Hopes for a moment of personal contact with Morrissey were dashed when he finally arrived a couple of hours before the show began. Flanked by a team of broad-shouldered security personnel, he was hurried in through the back door of the building. The crowd--a mix of pasty-faced suburbanites and leather-jacketed punks--was disappointed and relieved; his arrival confirmed that the show was indeed a reality.

During the opening set by the Smoking Popes, the audience began jockeying for position at the foot of the stage. Except for the lucky few who had positioned themselves directly in front of the security barrier, the crowd focused its attention on whoever was standing in front of them, praying that the person would leave to use the rest room or buy a soda, allowing them to move two feet closer to the stage. The Popes' performance was received with indifference.

The Smoking Popes would not have performed at all had it not been for some (alleged) attempts at humor by original opener Elcka. A largely unknown band from the UK, Elcka was picked by Morrissey to perform on the American leg of his tour after he attended a concert by the band earlier this year. He described the show as "one of those gigs of a lifetime...one you never forget" to Melody Maker, a UK music weekly. Reportedly, members of the band thought it would be funny to eat hamburgers in front of Morrissey, a devout vegetarian who named one his albums Meat is Murder and chastised one of his idols, Joni Mitchell, for eating meat when he interviewed her for Spin. Shortly thereafter, the Smoking Popes had replaced the band on the bill. (According to other sources, Elcka left the tour because its record label could no longer afford it.)

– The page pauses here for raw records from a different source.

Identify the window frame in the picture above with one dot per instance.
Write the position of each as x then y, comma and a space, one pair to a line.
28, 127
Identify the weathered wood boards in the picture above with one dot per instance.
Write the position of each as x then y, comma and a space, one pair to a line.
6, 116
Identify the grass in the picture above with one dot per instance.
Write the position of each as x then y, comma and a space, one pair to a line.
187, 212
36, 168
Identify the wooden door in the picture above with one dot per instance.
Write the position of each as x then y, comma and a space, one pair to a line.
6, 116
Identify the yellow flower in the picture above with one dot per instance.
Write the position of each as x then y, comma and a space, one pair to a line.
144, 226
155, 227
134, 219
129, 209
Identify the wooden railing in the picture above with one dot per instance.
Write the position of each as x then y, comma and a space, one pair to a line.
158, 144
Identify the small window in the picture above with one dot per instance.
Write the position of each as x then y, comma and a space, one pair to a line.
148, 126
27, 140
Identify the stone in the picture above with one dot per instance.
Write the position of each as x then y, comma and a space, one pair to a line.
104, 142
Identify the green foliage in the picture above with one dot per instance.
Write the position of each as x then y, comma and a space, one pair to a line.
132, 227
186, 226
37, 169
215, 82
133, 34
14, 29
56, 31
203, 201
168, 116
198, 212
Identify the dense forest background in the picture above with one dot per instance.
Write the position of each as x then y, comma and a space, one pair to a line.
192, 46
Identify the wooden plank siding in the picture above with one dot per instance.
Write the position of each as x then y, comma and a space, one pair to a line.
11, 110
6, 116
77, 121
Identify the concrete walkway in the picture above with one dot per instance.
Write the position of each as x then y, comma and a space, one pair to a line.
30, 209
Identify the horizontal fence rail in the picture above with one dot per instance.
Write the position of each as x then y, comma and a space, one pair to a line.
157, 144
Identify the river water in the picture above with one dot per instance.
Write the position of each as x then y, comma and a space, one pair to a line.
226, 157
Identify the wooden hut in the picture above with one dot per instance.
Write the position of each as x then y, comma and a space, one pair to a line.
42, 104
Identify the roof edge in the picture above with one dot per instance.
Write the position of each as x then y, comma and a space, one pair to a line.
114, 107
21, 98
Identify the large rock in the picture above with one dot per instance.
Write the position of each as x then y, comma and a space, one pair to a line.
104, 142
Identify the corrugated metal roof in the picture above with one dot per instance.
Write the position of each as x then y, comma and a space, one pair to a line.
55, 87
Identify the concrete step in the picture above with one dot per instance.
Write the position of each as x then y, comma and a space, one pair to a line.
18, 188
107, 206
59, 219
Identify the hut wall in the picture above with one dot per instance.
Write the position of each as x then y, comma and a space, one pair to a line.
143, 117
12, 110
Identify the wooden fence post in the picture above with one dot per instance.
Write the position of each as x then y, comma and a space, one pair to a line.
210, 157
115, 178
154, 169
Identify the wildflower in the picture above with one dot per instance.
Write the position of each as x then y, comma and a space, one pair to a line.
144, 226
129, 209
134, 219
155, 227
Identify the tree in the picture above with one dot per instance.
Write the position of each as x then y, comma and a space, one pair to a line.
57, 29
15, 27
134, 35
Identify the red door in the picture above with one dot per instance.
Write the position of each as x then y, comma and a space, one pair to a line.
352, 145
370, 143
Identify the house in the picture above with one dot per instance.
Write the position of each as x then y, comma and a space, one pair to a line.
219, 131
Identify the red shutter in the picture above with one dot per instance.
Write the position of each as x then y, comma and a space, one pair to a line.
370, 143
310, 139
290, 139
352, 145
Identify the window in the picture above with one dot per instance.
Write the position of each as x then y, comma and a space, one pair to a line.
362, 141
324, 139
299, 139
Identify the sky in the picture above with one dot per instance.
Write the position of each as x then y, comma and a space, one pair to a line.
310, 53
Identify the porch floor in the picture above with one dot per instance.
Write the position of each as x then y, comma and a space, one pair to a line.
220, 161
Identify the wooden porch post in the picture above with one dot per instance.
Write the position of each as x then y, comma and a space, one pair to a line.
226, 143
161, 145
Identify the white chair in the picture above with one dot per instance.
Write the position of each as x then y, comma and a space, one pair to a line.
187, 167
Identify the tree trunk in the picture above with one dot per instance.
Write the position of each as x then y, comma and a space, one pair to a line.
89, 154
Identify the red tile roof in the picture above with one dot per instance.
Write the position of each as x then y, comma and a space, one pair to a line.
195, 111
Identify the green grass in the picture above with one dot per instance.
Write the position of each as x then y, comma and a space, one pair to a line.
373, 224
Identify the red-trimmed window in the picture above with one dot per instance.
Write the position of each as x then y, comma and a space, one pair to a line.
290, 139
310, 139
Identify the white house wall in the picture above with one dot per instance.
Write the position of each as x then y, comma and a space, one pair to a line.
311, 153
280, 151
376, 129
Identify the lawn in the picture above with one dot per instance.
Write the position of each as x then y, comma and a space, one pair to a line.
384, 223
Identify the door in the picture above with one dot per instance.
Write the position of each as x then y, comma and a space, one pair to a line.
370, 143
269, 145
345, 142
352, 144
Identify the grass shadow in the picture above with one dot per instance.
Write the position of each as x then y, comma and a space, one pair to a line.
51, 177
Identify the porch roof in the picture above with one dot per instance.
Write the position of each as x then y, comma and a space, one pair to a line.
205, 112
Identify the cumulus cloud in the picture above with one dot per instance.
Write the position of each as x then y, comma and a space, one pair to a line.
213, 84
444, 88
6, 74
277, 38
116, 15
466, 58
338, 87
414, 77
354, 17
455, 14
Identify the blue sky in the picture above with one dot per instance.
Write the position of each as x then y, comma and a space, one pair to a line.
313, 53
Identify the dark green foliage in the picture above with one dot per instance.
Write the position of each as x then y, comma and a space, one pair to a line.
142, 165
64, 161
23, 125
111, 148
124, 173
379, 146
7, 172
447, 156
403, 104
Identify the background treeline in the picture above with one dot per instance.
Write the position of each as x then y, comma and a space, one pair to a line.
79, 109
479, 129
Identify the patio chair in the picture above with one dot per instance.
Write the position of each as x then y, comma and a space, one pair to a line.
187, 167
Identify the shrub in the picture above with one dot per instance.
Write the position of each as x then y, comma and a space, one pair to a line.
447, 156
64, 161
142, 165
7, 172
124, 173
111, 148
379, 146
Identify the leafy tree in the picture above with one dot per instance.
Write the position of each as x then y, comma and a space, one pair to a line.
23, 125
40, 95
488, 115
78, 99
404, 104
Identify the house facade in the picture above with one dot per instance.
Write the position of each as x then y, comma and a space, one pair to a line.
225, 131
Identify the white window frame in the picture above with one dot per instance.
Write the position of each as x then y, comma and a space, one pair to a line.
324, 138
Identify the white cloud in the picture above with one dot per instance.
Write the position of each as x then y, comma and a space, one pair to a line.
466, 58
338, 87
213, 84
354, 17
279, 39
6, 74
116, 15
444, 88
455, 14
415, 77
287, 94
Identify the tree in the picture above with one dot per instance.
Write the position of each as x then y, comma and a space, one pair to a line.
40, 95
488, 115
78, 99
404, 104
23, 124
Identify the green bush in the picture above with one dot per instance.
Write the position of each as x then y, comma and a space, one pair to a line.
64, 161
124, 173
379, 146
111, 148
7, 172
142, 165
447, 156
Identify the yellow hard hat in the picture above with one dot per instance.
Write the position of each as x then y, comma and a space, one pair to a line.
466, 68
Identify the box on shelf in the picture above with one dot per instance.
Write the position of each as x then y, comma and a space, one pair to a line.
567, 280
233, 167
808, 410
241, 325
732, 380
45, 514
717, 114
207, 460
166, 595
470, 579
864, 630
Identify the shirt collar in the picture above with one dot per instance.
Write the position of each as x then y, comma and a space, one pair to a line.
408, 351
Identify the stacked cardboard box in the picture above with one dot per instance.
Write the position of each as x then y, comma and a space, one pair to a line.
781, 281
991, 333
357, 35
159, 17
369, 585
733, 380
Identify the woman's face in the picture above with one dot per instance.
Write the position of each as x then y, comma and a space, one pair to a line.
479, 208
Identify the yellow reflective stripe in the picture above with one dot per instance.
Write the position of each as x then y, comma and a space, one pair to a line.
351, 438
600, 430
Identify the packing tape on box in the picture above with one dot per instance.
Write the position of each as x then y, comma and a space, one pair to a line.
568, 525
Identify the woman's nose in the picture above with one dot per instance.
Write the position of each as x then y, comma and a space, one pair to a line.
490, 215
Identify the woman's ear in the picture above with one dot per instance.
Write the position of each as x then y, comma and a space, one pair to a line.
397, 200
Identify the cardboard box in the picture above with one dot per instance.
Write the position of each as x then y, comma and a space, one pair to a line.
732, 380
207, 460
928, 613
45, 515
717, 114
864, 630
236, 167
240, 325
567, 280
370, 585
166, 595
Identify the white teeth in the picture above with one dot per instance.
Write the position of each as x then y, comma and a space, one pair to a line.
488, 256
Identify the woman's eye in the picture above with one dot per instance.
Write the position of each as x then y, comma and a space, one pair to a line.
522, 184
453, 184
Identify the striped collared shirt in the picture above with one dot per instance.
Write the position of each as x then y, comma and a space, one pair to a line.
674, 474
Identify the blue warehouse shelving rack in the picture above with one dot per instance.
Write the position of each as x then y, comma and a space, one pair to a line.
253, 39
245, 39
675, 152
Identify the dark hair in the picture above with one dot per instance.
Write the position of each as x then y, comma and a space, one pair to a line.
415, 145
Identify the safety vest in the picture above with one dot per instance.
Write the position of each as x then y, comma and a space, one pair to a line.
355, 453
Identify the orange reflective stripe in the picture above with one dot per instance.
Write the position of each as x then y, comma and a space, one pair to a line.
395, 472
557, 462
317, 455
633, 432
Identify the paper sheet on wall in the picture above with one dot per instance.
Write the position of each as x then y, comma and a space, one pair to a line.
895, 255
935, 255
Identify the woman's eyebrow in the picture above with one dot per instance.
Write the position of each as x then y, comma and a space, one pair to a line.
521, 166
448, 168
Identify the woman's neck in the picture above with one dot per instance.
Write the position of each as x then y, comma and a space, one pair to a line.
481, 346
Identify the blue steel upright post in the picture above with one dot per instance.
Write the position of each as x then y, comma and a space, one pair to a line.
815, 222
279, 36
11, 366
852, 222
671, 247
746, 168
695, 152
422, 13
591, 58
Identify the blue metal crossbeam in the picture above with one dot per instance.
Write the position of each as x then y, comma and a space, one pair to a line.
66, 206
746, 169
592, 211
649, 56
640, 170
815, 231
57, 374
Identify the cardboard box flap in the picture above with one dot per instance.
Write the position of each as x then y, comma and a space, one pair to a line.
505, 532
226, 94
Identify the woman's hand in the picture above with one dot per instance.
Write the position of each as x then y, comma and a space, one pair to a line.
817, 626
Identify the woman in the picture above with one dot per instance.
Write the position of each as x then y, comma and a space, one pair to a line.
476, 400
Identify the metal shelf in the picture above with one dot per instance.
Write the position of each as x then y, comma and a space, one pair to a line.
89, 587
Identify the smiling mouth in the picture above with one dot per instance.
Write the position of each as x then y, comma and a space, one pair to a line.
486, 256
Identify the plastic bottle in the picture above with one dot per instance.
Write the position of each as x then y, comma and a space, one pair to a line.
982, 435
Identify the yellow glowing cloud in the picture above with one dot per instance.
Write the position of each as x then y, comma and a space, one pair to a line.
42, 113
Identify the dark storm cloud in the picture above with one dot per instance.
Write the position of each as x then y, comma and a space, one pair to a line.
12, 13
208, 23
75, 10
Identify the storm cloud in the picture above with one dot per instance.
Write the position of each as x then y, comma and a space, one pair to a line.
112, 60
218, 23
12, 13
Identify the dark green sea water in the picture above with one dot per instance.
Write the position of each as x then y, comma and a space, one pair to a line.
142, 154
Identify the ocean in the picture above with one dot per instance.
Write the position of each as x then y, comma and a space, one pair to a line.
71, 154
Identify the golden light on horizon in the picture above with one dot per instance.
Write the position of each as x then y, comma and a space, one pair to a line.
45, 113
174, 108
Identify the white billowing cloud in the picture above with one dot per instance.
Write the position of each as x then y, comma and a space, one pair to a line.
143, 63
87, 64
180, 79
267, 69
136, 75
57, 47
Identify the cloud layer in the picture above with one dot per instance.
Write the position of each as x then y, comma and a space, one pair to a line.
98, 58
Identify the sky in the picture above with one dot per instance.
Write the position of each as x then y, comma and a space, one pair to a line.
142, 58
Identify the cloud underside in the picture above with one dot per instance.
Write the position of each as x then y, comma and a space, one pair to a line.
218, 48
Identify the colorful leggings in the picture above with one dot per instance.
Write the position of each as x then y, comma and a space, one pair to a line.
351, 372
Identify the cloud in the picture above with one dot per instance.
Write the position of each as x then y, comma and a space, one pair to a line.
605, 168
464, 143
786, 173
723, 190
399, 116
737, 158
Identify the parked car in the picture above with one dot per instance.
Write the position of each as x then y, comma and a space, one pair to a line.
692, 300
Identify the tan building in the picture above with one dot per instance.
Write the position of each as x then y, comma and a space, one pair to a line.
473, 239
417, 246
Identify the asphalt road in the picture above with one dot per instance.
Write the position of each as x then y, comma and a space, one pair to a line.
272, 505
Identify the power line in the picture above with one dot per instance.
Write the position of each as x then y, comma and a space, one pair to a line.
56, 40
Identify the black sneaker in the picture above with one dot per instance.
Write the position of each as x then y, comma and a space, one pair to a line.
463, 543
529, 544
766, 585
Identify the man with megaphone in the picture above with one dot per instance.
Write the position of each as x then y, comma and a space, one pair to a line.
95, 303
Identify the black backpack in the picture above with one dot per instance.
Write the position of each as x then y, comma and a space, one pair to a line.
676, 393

After the Smoking Popes, the anticipation in the air became almost electric. Chants of "Morr-iss-ey!" sprang up every few minutes, and cheers erupted every time a guitar was tuned or the smoke machine belched forth another gout of fog. The audience showed no sympathy when a teenage girl fainted about five rows back from the stage. Instead, they used it as an opportunity to move closer. Savages. (The girl, by the way, was wearing a Beck T-shirt identical to the one Morrissey himself had on in the video for "Alma Matters," the first single off of his latest album Maladjusted. Apparently, his fans know no bounds when it comes to the minutiae of his career.)

When Morrissey and his band finally made their way to the stage, the room surged as fans scratched and clawed to get closer to their idol. Kicking off the show with two songs from 1995's Southpaw Grammar, "The Boy Racer" and "Do Your Best and Don't Worry," Morrissey appeared supremely confident, aware that he had the crowd in the palm of his hand from the outset. The only clue to any underlying nervousness was his constant habit of fidgeting with his thinning thatch of hair.

Midway through the set, the singer--in one of his few on-stage remarks--proclaimed that he had always been influenced by Glen Campbell and that he would now like to perform one of Campbell's songs. The band then launched into "Paint a Vulgar Picture," a song Morrissey made famous as a member of the Smiths. For an audience whose average age would have put them in their early teens when the Smiths broke up in 1987, it was a rare opportunity to revisit that era.